Der Präsident des FC Barcelona, Joan Laporta, hat Spekulationen über direkte Verhandlungen mit BVB-Stürmerstar Erling Haaland dementiert. «Wir bei Barça verhandeln nicht mit einem Spieler. Wenn wir verhandeln, dann mit Borussia Dortmund», zitierte die Zeitung «Mundo Deportivo» den Chef des spanischen Spitzenclubs.

Er reagierte damit auf Spekulationen in spanischen Medien, Trainer Xavi Hernández könnte bei einem möglichen Treffen mit Haaland vergangenen Dienstag in München über einen Wechsel des Norwegers zum FC Barcelona gesprochen haben. Laporta betonte, er wolle «nicht über Spieler reden, weil alles was ich sage die Preise in die Höhe treiben könnte».

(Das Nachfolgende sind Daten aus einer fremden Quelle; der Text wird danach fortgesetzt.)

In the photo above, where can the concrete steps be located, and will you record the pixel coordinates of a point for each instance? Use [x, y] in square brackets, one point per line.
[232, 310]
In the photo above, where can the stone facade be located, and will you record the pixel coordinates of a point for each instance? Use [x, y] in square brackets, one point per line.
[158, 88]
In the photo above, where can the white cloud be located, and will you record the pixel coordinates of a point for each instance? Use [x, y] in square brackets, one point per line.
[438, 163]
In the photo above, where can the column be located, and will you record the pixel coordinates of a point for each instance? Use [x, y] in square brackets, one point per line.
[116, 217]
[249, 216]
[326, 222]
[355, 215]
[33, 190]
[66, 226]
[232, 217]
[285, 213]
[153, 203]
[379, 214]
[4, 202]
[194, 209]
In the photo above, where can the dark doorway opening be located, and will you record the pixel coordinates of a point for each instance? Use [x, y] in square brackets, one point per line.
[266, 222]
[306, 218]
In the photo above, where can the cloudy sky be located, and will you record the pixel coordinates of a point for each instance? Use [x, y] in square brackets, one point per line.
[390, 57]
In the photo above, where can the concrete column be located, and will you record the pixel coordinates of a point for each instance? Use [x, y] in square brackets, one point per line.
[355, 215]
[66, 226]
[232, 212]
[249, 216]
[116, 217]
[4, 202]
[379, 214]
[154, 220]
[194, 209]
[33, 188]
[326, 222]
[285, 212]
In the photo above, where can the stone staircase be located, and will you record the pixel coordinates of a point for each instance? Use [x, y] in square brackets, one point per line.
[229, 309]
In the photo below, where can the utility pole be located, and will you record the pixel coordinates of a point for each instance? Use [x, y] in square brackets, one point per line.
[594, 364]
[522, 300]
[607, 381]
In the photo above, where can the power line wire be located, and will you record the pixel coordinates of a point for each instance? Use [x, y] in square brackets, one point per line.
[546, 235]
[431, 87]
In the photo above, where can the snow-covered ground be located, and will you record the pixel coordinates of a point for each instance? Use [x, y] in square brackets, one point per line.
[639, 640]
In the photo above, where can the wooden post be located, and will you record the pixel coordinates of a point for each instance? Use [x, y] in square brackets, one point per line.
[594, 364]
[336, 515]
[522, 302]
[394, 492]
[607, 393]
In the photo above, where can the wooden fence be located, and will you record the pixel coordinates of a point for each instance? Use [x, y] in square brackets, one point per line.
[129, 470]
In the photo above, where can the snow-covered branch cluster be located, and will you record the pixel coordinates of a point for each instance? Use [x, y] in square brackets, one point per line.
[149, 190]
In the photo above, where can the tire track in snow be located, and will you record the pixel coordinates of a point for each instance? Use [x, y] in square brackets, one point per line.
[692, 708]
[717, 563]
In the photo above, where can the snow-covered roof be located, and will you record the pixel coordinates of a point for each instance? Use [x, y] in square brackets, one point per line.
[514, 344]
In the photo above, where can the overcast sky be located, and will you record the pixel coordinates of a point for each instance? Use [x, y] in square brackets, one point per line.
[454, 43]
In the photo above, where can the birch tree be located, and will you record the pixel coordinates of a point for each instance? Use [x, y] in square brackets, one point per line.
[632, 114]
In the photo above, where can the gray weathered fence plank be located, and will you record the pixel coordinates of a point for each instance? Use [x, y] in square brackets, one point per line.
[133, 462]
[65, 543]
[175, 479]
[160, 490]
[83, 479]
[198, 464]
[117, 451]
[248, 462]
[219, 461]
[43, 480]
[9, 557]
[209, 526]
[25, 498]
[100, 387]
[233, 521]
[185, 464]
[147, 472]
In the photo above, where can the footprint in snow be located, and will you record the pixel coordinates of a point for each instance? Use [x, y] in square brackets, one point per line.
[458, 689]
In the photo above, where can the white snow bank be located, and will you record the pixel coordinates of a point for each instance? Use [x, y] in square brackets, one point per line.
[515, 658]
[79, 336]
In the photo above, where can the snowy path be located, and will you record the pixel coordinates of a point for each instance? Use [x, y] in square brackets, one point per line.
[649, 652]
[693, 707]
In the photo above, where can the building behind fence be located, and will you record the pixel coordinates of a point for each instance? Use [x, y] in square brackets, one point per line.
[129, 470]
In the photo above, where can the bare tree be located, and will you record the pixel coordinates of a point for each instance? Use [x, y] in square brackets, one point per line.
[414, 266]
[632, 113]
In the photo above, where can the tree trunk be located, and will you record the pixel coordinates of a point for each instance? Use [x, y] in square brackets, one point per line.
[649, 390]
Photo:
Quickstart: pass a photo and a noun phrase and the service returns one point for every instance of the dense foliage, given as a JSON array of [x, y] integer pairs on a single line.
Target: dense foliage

Medienberichten zufolge liegen Haaland und dessen Berater Mino Raiola auch Angebote von Real Madrid, Paris Saint-Germain, Manchester City und dem FC Bayern vor. Bestätigungen der Clubs für diese seit Wochen zirkulierenden Spekulationen gab es nicht. Der norwegische Nationalspieler ist zwar bis 2024 vertraglich an den BVB gebunden, könnte den Tabellenzweiten der Fußball-Bundesliga aber aufgrund einer Ausstiegsklausel für angeblich 75 Millionen Euro schon in diesem Sommer verlassen.